As the eldest son of Moshe, Horowitz succeeded his father as the Bostoner Rebbe of New York. He later founded the Bostoner community in Ramat Beit Shemesh, Israel, where he resided. He composed contemporary Chasidic music; many of his compositions were performed by leading Jewish music artists of the day. Andy Statman credits him with being a major influence in his musical career, having performed several of the Horowitz's compositions on his recordings and in concert.

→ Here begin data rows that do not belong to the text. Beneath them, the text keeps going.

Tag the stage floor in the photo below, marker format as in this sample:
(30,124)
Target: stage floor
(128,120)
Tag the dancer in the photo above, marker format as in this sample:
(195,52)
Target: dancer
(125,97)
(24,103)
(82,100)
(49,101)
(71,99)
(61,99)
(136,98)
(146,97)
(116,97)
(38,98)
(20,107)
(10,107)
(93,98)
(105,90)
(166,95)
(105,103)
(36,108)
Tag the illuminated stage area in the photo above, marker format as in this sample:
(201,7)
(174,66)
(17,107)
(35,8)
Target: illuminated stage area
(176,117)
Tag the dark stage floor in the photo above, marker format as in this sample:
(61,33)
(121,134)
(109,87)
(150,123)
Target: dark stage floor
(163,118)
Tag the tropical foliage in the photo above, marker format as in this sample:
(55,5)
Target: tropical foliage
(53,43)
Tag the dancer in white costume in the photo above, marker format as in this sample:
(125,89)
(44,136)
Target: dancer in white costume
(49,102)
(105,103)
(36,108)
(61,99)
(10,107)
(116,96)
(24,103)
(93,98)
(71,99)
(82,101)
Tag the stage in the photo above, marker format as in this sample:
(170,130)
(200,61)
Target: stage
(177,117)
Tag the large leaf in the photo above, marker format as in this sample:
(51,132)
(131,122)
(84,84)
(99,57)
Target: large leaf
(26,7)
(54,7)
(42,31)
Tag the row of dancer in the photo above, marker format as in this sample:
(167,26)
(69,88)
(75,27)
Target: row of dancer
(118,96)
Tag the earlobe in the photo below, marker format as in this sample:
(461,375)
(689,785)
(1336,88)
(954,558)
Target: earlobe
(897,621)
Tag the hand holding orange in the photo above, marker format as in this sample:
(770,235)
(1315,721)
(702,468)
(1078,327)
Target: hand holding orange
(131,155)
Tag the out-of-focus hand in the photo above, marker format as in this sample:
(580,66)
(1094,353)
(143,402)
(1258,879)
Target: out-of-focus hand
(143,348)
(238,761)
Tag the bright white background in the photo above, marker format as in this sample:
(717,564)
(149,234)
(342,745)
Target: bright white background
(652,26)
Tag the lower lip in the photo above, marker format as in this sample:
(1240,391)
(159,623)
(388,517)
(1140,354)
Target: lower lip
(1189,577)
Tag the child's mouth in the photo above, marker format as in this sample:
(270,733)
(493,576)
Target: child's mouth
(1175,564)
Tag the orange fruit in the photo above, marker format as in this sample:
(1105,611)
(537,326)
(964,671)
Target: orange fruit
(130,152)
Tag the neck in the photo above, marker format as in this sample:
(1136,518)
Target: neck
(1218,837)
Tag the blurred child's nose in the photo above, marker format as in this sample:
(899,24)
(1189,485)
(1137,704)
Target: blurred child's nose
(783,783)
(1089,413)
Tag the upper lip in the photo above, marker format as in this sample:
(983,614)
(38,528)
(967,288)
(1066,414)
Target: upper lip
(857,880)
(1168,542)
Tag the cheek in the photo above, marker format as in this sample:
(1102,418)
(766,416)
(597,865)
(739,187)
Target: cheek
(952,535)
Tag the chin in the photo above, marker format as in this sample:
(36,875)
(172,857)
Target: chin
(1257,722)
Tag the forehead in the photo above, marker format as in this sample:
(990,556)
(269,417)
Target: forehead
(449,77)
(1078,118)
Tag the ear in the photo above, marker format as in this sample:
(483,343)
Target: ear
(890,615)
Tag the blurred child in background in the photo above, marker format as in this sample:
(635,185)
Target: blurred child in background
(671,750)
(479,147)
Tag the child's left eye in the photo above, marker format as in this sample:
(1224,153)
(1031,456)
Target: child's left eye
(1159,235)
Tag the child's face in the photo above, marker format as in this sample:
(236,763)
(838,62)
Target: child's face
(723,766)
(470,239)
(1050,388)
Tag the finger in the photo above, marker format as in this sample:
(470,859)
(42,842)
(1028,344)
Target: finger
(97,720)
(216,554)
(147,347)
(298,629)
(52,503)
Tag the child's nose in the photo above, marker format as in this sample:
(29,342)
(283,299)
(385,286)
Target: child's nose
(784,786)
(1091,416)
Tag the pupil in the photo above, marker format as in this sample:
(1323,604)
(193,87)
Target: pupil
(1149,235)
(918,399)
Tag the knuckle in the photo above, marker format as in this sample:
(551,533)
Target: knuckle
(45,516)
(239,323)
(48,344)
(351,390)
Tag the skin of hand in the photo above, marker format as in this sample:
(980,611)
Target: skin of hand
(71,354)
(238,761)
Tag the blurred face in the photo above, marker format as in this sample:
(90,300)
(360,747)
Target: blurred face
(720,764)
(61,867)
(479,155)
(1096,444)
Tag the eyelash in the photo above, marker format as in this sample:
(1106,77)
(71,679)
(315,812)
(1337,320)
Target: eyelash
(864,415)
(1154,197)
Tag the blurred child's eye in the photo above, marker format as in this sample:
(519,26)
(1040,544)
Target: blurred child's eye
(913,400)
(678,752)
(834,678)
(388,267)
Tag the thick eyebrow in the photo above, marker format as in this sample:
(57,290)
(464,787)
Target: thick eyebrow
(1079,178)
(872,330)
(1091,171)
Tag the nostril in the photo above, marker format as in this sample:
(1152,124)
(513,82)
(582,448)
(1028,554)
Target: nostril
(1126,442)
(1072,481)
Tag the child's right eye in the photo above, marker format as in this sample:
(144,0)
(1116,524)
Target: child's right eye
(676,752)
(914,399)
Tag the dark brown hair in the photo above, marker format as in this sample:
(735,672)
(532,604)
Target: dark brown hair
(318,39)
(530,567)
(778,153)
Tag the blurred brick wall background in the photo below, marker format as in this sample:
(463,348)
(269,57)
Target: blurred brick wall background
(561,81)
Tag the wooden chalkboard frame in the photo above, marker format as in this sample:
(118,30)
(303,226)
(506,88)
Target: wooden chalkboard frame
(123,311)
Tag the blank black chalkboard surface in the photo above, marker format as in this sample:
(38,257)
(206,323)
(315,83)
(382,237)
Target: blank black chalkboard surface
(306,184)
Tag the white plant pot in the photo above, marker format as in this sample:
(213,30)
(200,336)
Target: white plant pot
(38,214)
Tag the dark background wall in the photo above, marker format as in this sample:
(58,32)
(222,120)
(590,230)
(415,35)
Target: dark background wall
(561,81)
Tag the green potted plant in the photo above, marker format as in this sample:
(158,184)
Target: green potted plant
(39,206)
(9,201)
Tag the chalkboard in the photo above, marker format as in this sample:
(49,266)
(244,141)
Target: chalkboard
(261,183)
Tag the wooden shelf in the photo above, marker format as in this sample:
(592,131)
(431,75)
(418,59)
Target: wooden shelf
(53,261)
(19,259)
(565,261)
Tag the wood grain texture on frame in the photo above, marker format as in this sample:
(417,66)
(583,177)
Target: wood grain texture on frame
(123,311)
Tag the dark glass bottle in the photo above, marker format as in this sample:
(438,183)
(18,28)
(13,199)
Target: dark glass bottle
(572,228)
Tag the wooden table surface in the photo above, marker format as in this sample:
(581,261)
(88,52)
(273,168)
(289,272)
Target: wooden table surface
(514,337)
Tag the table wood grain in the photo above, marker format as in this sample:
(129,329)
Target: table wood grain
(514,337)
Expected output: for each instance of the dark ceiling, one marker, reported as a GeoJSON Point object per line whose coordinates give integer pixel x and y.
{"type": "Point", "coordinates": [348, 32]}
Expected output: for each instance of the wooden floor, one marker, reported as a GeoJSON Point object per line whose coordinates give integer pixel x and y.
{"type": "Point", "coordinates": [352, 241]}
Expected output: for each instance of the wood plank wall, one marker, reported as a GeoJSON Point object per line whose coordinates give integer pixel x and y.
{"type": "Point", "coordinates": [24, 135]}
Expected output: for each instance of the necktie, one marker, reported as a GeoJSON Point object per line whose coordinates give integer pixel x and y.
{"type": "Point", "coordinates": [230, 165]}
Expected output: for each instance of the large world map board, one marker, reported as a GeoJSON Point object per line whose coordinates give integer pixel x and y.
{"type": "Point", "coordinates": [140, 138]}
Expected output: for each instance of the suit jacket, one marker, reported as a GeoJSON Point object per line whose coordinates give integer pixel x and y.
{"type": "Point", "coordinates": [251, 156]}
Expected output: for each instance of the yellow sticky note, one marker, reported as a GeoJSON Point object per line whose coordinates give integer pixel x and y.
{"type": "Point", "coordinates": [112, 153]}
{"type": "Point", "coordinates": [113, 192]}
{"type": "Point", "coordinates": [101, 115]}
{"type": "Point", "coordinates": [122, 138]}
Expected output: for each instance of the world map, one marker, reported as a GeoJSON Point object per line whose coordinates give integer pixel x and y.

In 1954, Horowitz married Miriam Adler, daughter of Rebbe Elazar Adler of the Zvhil dynasty, who gave birth to their son Yaakov Yitzchak "Yankel" in 1956. He was raised in his maternal grandparent's home in the West Hollywood section of Los Angeles, and now serves as rabbi of the Bostoner Shul in Lawrence, New York. Horowitz married the daughter of Yonah Hass in his second marriage. They have one son, Yisrael Yona, and seven daughters.